The primary issue is Ehrman's 'arguments' in
Did Jesus Exist? are crap and his synopsis in that 2012 Huff Post article is also crap in relation to a reasonable pre-existing bodies of works on the historicity of Jesus; one of the most substantial being those of the Dutch Radicals.
Another of the problems^ Ehrman has created is "he is shifting the argument and framing it as a personal attack". In a May 2012 blog-post
Ehrman claimed to not know of mythicism:
Writing Did Jesus Exist was an interesting task. For one thing, before writing the book, like most New Testament scholars, I knew almost nothing about the mythicist movement ...
... What I was surprised to learn in doing my preparation for the book was just how extensive the research was that mythicists had done, how many arguments they had amassed, how many issues they addressed. Some of their works are voluminous.
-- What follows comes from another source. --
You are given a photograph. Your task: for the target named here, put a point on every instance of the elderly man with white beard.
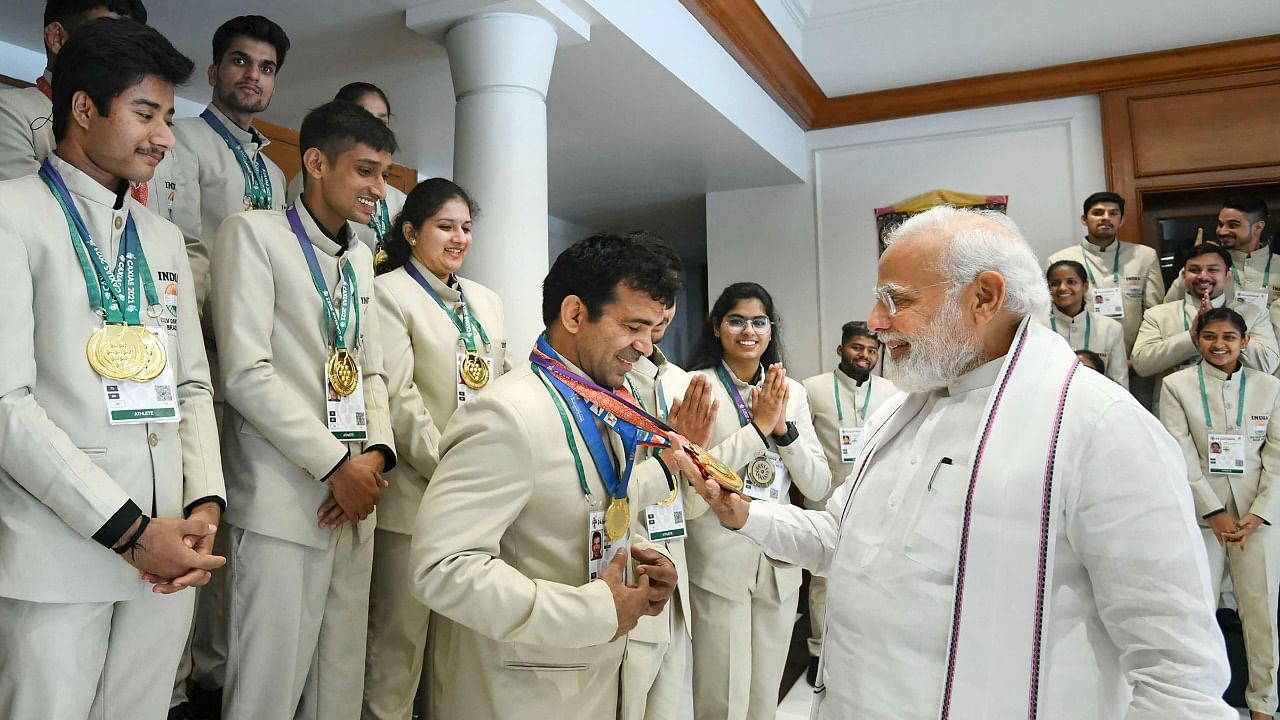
(983, 560)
Yet, he framed them as being frustrated by not being taken seriously, and presented a strawman red-herring of political motivation
I wonder if that is related at all to the culture wars going on right now over religion. As the “religious right” tries to assert itself increasingly in the public discourse and to foist its moral agendas on the rest of us, the “neo-atheists” have arisen issuing a serious challenge not just to the right but to religion itself. Are the mythicists gaining traction because of the reaction of the left against the right?
Ehrman has failed to engage mythicists
arguments: he has, as manoj says, just gone
ad hominem. Carrier has muddied the waters, and made a rod for his own back, too.
It is such a pity Ehrman has not engaged mythicists arguments in relation to his own previous good works; particularly those of the Dutch Radicals.